Capítulo 405
A Protagonista Feminina Realmente Te Ama
Como passar uma noite perfeita?
Claro, começa com sua namorada não encontrando nenhuma foto suspeita na galeria do seu celular.
Sam era muito sortudo.
Ele não tinha o hábito de tirar fotos aleatórias.
Então, tirando as fotos dele com Angel, quase não havia fotos de outras garotas. Exceto por Ava, claro.
Mas Ava era irmã de Sam, e isso podia ser explicado de vários ângulos. Angel não era alguém que implicava com coisas triviais, e ela não ficava remoendo perguntas sem respostas definitivas por muito tempo.
Então, eles conseguiram voltar para casa sem problemas. Quanto a tudo o que aconteceu na rua, talvez isso voltasse à mente em alguma noite comum muito tempo depois.
Em seus jovens dias de ensino médio, eles teriam essas lembranças.
Claro, se eles nunca mais pensassem nisso, seria ainda melhor.
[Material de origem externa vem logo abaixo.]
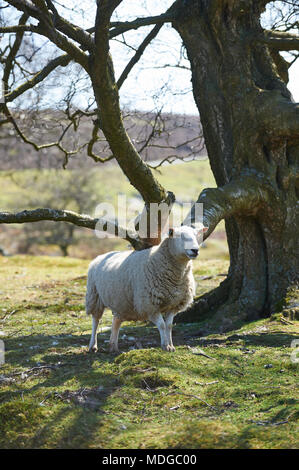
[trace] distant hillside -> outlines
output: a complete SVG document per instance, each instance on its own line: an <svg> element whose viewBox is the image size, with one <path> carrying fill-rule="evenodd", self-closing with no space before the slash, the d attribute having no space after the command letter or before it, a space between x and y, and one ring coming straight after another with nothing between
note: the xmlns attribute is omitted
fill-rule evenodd
<svg viewBox="0 0 299 470"><path fill-rule="evenodd" d="M18 112L15 114L19 127L26 137L36 143L55 142L63 135L70 121L61 111ZM77 130L70 126L61 144L67 150L85 146L74 156L70 156L68 168L95 167L99 163L87 156L87 142L91 139L95 117L83 117ZM130 138L141 150L145 161L161 161L169 156L193 158L206 155L198 116L182 116L153 113L130 112L124 116L124 123ZM76 121L77 124L77 121ZM0 128L0 170L29 168L60 168L64 155L57 147L37 152L30 144L25 144L12 128ZM145 144L148 142L148 146ZM94 152L101 157L110 155L107 142L101 141L94 146ZM113 163L113 160L108 164Z"/></svg>

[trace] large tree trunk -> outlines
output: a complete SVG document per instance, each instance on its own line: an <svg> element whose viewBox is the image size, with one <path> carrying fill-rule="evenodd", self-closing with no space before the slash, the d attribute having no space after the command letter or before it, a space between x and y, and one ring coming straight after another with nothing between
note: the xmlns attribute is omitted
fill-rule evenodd
<svg viewBox="0 0 299 470"><path fill-rule="evenodd" d="M205 191L199 201L206 213L212 196L211 210L218 205L226 211L230 251L228 278L195 302L188 321L220 306L224 327L232 317L267 316L281 309L298 282L299 114L275 54L259 41L262 3L188 1L174 23L191 62L209 160L222 188ZM207 221L213 217L208 210Z"/></svg>

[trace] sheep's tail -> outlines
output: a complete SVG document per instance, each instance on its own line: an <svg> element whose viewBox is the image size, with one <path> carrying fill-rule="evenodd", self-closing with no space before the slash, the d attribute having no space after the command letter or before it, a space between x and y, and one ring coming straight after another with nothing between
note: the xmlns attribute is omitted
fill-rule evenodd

Porque significaria que eles tinham muitas outras lembranças lindas que valiam a pena relembrar, não apenas este momento aparentemente comum, mas caloroso.
Eles voltaram para o quarto de Angel sem problemas, com sua familiar decoração luxuosa.
Mas, uma vez que as luzes estavam apagadas, isso não importava muito, já que tudo o que eles precisavam para dormir era uma cama.
Beijos familiares.
Exploração familiar dos corpos um do outro, que parecia ter se tornado um dado adquirido.
O toque familiar, indescritível e incomparável a qualquer outra coisa.
Essa era Angel, perfeita da cabeça aos pés.
Angel insubstituível.
Sua beleza, seu corpo, seus seios e sua vagina eram todos únicos.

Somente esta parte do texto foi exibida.